Pattern change with salt concentration. (A) A patch containing 1:1 ratio of 24mer (repeating sequence, bright region) and 48mer (overlapping sequence, dark region) was imaged by FLIC on 260 nm SiO₂ visualizing TR-labelled lipid. The pattern change was monitored with varying NaCl concentration. The contrast of the 500 mM picture was enhanced to compensate for photobleaching. (B) A patch contains 1:1 ratio of 24mer (overlapping sequence, dark region) and 48mer (overlapping sequence, bright region) and was imaged by FLIC on 380 nm SiO₂. (C) The pattern change with decreasing salt from 250 mM to 50 mM NaCl was monitored by Alexa 488 labelled poly24A. The patch contains 1:1 ratio of 24mer and 48mer and was imaged by normal epi-fluorescence microscopy. Because the 250 mM image was captured when the patch is still spreading, the edge of patch became expanded in the 50 mM image. Scale bar is 10 µm.

Fig. 5

Topological pattern evolution process during GUV adhesion and patch formation monitored with Alexa 488 labelled 24mer DNA by epi-fluorescence microscopy. GUVs displaying Alexa 488 labelled 24mer and unlabelled 48mer were bound on a supported bilayer displaying the complementary DNA where they flatten and rupture to form patches (see Fig. 1). (A) A tethered patch was formed, then the DNA tethers were un-hybridized by removing salt, and DNA hybridization was re-initiated by adding salt so that initial state of segregation in the tethered patches could be observed under controlled conditions. The DNAs become uniformly distributed after several minutes incubation in deionized water (no salt), then the salt was added, and after a few seconds, the patch became slightly rough, which is set as 0 sec. The segregation by tether length occurred rapidly, forming small 24mer (bright) and 48mer domains (~ 3 sec). The randomly distributed small domains gradually merged and became rounder in shape (~ 7 min); this segregation process continued, but became very slow after 10 min.
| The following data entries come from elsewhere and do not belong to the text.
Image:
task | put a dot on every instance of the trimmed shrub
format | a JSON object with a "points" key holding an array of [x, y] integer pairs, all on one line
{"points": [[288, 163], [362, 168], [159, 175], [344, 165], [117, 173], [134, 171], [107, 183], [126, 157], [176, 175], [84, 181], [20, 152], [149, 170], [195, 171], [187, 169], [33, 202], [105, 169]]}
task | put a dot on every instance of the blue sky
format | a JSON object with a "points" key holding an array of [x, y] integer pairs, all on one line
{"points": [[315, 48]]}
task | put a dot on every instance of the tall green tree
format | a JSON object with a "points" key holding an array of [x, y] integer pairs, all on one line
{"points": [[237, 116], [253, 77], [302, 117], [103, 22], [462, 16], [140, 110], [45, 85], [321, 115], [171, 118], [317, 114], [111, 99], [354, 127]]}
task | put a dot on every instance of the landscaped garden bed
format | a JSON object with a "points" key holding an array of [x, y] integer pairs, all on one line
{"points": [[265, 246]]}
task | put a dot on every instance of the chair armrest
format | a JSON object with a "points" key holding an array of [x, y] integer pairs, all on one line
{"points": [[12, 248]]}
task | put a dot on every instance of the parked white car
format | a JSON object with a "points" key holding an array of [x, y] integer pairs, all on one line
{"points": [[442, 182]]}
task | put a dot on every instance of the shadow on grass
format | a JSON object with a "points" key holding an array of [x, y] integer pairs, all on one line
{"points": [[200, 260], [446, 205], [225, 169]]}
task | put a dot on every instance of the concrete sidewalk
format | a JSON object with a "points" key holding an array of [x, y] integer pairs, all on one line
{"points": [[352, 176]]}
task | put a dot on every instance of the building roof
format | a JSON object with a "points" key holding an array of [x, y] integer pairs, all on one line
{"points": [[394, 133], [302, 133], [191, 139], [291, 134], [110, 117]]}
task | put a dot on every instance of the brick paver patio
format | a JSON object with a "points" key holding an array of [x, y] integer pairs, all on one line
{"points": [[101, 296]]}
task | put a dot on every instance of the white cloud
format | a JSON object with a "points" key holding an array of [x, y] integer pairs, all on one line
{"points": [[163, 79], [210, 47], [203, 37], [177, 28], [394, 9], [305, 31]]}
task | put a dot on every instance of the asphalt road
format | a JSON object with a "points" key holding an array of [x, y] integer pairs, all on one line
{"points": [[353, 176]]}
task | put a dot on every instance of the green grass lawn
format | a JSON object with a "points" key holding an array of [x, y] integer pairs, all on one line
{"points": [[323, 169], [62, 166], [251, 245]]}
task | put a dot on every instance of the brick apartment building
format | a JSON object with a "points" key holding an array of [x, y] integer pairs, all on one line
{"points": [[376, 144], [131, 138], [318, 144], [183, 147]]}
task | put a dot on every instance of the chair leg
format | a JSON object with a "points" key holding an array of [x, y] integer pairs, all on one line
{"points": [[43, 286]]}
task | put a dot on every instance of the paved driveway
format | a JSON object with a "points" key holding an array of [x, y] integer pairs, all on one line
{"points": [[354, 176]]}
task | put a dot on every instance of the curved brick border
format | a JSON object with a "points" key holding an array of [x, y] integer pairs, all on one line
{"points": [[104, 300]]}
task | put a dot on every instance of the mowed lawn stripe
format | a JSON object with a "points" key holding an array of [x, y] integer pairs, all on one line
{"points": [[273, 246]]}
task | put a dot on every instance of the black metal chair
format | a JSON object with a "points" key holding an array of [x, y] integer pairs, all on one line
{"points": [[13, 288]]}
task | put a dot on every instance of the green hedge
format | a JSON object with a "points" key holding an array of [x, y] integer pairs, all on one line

The surface topology of the segregated patch is reconstituted for enhanced contrast by using ImageJ (v2.41) interactive 3D surface plot plug-in with thermal colour scale (red is high and blue is low). Inverted brightness was used for the patch area to depict realistic domain height – making the higher 48mer region brighter. The black and white inset is the original image at 40 min for reference. (B) Initial domain formation process as a GUV flattens and the binding area expands. Initially, circular bright 24mer domains were generated, arranged roughly concentrically (0~133sec). After the GUV ruptured and formed a patch (see Fig. 1), the circular 24mer domains became amorphous, and small segregated topological domains develop in new binding regions (138 sec). The new domains then started to merge with the already formed domains inside (~200 sec). Scale bar is 3 µm for (A) and 10 µm for (B).

Fig. 6

A patch with three different lengths of DNA that are labelled by fluorescence dye. Each DNA occupied regions imaged by corresponding fluorescence is shown for side-by-side comparison. Alexa 488 labelled 24mer is shown with green colour, and Cy5 labelled 48mer is red, and Cy3.5 labelled 72mer is purple in the overlay image.